Cuando el coche se adentró en el camino particular de su casa, notó que habían aumentado los efectivos de seguridad. Eso ayudaría. Así el asesino tendría que intentarlo en alguna otra parte, y Marcia estaría a salvo.
Su esposa lo esperaba en el comedor. La mesa estaba puesta con un mantel blanco que, bajo la luz tamizada por las cortinas, se veía ligeramente azul. La cubertería brillaba y los jarrones con flores de colores vivos estaban dispuestos con destreza de artista. Von Osteen dijo en broma a su mujer:
—Ojalá la comida fuese tan buena como el servicio, Marcia.

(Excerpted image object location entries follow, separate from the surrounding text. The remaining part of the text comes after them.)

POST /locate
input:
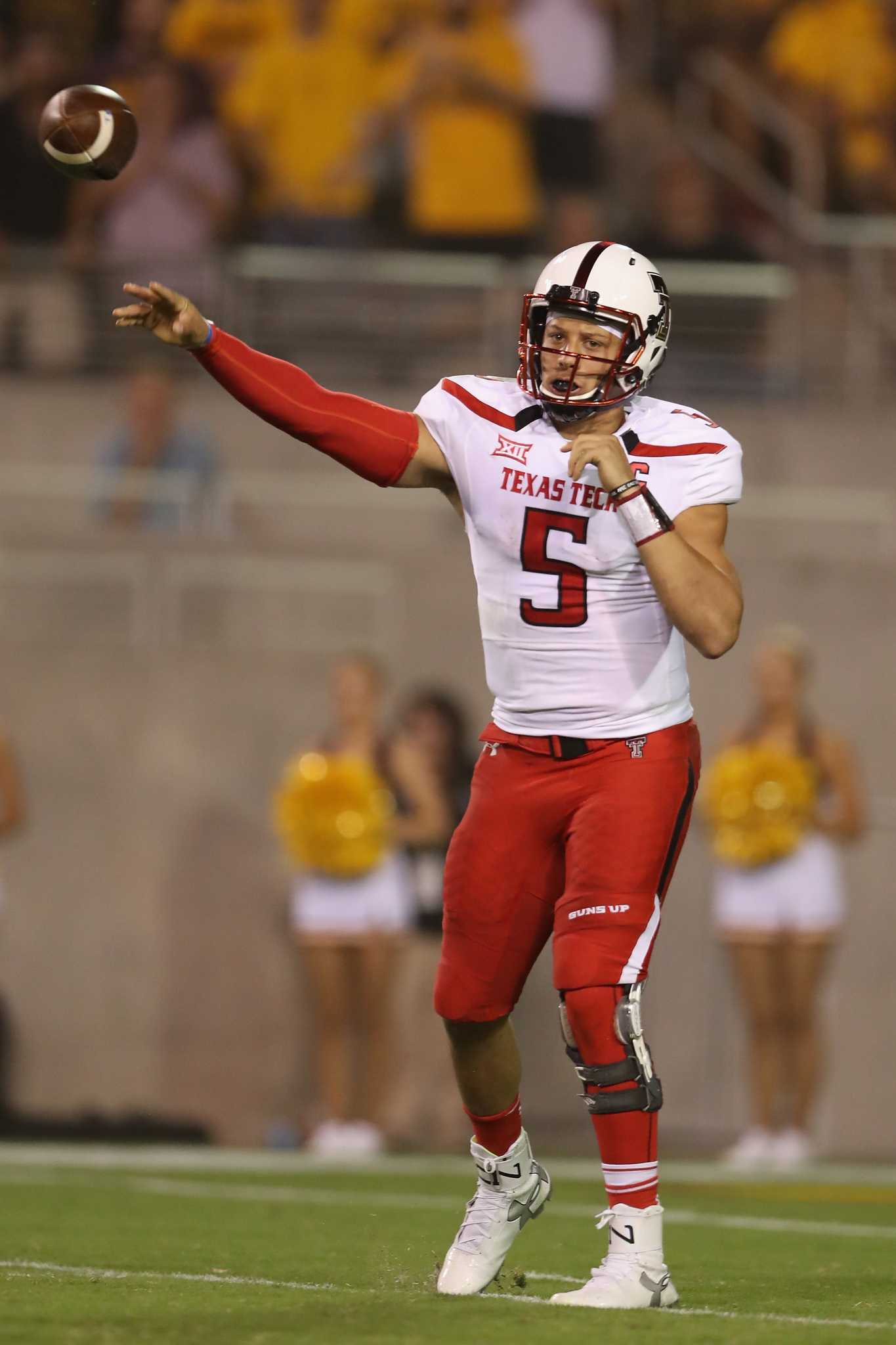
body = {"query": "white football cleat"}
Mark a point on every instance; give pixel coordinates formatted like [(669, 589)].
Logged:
[(754, 1149), (511, 1191), (633, 1274)]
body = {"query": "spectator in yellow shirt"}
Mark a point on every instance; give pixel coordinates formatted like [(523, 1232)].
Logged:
[(458, 96), (836, 61), (295, 109)]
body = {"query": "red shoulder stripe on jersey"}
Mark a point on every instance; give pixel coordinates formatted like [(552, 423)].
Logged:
[(473, 404), (676, 450)]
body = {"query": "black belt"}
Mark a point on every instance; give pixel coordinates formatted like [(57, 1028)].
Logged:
[(565, 749)]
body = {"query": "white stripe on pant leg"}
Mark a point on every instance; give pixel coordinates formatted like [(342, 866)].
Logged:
[(634, 965)]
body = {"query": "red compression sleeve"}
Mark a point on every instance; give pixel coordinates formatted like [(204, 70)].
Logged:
[(375, 441)]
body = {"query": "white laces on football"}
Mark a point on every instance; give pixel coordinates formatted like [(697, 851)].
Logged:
[(481, 1212)]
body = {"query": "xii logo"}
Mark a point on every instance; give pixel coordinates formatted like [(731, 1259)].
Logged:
[(511, 449)]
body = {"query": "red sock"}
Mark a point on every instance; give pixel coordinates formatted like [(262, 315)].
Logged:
[(628, 1139), (498, 1133)]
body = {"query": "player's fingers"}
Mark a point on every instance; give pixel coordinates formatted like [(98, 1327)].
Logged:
[(171, 296), (140, 292)]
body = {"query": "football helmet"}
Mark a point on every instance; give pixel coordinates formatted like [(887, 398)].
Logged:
[(616, 288)]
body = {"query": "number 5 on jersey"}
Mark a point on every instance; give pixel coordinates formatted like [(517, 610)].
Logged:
[(572, 581)]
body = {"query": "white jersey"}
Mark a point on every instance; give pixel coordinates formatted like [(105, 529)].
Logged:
[(576, 642)]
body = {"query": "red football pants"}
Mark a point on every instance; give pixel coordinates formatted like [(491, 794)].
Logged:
[(584, 849)]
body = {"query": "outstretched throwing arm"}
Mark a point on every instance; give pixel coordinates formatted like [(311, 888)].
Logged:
[(382, 444)]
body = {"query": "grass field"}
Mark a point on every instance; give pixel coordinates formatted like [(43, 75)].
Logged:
[(101, 1248)]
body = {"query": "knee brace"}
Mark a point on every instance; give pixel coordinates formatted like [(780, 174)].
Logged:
[(636, 1067)]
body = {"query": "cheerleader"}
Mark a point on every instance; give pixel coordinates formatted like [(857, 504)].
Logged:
[(354, 902), (784, 799)]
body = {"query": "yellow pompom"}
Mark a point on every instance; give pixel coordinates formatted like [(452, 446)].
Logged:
[(332, 814), (759, 801)]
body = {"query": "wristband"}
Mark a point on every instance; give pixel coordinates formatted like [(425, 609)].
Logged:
[(626, 486), (644, 518)]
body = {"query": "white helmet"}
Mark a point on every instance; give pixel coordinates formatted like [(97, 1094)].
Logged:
[(617, 288)]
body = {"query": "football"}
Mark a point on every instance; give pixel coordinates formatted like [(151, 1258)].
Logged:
[(88, 132)]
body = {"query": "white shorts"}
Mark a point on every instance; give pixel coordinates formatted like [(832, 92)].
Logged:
[(803, 892), (378, 902)]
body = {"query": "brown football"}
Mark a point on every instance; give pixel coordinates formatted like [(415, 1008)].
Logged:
[(88, 132)]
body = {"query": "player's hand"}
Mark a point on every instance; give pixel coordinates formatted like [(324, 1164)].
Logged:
[(605, 452), (168, 315)]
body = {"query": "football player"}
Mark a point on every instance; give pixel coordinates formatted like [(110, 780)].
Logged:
[(597, 519)]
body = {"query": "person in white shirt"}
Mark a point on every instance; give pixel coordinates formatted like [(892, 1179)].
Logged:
[(597, 519)]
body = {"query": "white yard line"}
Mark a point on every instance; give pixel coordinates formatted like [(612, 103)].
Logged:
[(188, 1189), (198, 1158), (105, 1273)]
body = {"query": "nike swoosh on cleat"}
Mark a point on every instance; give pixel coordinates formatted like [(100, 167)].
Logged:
[(654, 1287), (523, 1210)]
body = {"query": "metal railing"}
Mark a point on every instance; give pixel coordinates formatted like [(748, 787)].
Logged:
[(382, 319)]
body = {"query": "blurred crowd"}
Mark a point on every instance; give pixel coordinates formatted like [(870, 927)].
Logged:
[(488, 125)]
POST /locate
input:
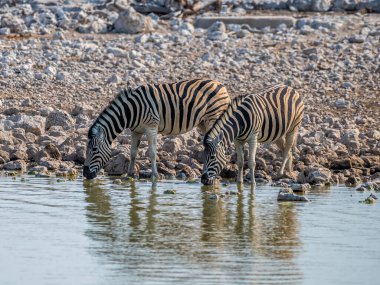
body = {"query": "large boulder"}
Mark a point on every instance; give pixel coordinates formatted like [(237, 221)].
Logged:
[(15, 165), (315, 175), (172, 145), (345, 4), (59, 118), (31, 124), (311, 5), (131, 22), (371, 5), (15, 24)]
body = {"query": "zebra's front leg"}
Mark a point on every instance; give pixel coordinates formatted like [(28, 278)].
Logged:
[(252, 157), (240, 160), (152, 141), (135, 142)]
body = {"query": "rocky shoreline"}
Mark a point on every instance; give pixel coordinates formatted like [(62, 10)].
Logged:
[(56, 78)]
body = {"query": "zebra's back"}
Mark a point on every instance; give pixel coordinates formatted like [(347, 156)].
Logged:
[(183, 105), (271, 113)]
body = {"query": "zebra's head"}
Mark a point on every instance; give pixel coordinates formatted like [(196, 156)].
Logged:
[(214, 158), (98, 151)]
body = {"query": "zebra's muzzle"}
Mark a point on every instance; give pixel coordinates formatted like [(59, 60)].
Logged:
[(207, 180), (87, 173)]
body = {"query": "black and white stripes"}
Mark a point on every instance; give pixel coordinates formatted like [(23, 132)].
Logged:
[(273, 115), (173, 108)]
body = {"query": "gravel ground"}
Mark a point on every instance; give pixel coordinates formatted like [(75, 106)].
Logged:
[(54, 84)]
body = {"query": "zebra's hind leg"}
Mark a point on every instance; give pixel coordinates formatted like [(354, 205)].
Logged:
[(287, 151), (152, 142), (135, 142), (239, 146), (252, 157)]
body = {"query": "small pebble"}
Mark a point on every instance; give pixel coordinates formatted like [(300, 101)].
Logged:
[(213, 196), (170, 191)]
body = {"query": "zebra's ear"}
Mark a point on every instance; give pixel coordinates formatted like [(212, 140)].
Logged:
[(93, 132), (218, 138)]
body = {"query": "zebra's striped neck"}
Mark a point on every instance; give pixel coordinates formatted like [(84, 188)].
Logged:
[(115, 117), (226, 124)]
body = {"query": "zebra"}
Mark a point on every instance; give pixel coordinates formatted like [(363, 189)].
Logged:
[(169, 109), (273, 115)]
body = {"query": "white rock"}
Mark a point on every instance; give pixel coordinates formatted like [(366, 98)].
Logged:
[(50, 70), (118, 52), (114, 79), (131, 22), (341, 103), (61, 76)]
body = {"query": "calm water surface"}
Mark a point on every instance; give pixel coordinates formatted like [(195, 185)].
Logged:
[(103, 233)]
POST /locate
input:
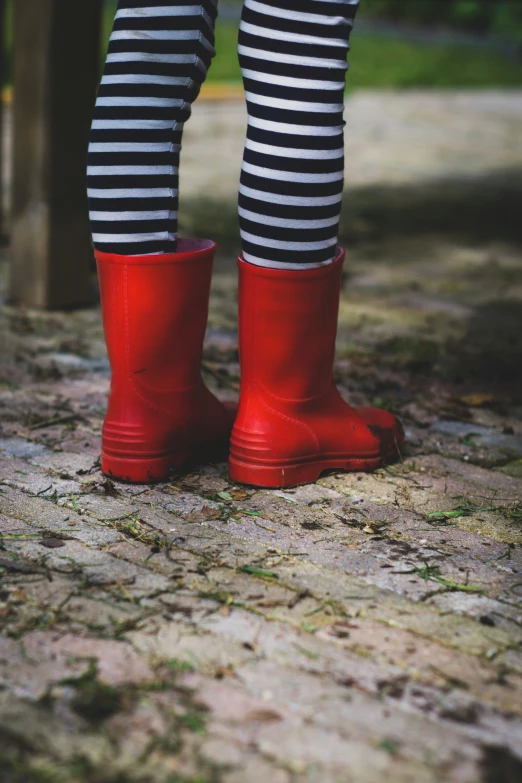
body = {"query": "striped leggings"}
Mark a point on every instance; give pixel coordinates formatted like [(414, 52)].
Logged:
[(293, 61)]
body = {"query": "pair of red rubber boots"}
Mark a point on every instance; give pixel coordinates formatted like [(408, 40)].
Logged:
[(292, 423)]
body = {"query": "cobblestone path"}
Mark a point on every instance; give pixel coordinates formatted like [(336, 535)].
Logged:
[(366, 628)]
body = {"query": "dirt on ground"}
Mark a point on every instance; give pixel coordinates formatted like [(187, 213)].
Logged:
[(365, 628)]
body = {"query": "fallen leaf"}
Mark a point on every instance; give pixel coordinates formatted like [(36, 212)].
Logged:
[(211, 513), (52, 543), (110, 489), (238, 494), (475, 400), (262, 715)]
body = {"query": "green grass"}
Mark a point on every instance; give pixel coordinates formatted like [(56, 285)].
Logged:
[(379, 61)]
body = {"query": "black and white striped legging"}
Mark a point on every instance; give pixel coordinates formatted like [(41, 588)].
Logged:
[(293, 60)]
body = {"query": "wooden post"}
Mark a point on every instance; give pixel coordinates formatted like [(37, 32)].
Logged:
[(55, 75)]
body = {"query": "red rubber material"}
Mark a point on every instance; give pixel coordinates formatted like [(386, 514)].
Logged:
[(161, 417), (292, 423)]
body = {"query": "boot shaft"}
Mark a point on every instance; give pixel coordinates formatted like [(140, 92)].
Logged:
[(155, 314), (287, 328)]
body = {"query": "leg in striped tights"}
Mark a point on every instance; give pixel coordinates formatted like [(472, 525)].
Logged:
[(293, 64), (293, 60), (158, 57)]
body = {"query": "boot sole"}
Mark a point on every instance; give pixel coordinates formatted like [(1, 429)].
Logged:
[(289, 475), (157, 469)]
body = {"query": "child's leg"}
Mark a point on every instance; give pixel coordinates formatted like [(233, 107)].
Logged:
[(293, 60), (158, 57)]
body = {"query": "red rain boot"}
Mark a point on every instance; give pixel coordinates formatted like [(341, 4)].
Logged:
[(292, 423), (160, 415)]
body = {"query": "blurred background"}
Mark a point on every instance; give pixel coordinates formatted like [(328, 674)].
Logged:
[(431, 322)]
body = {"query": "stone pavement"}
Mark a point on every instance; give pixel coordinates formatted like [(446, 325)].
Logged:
[(365, 628)]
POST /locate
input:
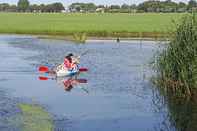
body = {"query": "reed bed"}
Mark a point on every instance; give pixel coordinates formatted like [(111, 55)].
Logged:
[(176, 66)]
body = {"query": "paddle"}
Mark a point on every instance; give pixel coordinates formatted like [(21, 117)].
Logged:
[(45, 69), (42, 78)]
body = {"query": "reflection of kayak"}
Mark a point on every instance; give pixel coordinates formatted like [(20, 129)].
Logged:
[(62, 71)]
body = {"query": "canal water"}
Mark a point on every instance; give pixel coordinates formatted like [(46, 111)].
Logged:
[(117, 94)]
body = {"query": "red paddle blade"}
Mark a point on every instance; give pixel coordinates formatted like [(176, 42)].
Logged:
[(43, 69), (82, 80), (43, 78), (83, 69)]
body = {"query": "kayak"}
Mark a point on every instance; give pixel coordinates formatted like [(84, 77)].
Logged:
[(62, 71)]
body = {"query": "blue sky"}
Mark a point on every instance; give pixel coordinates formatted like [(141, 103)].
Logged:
[(103, 2)]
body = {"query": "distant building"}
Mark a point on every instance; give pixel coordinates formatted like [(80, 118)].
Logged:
[(101, 10)]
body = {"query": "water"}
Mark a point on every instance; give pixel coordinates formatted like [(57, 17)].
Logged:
[(118, 95)]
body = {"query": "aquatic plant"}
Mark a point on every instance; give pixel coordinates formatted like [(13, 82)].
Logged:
[(176, 66), (34, 118), (80, 37)]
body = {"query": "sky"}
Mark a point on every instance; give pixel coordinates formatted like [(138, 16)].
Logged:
[(98, 2)]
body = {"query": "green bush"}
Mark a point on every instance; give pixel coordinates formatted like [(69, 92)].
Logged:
[(177, 65)]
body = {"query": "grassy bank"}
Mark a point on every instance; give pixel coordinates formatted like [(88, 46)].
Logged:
[(93, 25), (177, 65)]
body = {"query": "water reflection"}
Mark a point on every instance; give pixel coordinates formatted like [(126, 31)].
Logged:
[(180, 114)]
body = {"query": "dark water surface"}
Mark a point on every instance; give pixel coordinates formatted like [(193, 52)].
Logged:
[(120, 96)]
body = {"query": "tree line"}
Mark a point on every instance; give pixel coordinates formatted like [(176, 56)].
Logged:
[(147, 6), (24, 6)]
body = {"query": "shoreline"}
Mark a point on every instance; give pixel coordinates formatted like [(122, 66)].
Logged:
[(88, 38)]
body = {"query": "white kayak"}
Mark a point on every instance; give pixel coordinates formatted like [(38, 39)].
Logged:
[(62, 71)]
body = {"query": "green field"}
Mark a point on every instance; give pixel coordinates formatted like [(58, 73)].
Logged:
[(98, 25)]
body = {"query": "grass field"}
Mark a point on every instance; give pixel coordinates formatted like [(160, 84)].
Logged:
[(98, 25)]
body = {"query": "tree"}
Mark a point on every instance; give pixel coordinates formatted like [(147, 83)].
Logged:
[(192, 4), (125, 6), (115, 7), (23, 5), (58, 7), (4, 6)]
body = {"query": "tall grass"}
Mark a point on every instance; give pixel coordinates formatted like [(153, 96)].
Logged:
[(177, 65), (93, 24)]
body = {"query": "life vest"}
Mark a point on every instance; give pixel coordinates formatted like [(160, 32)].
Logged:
[(69, 65)]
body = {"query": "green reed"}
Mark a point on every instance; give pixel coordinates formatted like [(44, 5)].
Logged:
[(177, 64)]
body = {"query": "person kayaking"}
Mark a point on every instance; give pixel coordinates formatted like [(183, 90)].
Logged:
[(71, 62)]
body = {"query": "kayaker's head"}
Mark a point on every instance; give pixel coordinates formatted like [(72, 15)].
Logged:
[(68, 88), (70, 54), (68, 57)]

Ella puso una mueca de fingido desagrado.
—Ya está otra vez el magistrado —dijo.
Mirando a su esposa, Von Osteen pensó: «¿Me creería culpable si todo saliera a la luz?» Y supo que, si él lo negaba todo, Marcia le creería. Era veinte años más joven que él, pero le quería de verdad. Sobre eso, Von Osteen no albergaba la menor duda. Se pasó la mano por la cara. El cirujano plástico había hecho un trabajo excelente, era el mejor de Alemania; pero, de cerca, se apreciaban claramente las numerosas cicatrices y costuras en la carne facial. Se preguntó si sería ésa la razón por la que ella siempre tenía corridas las cortinas.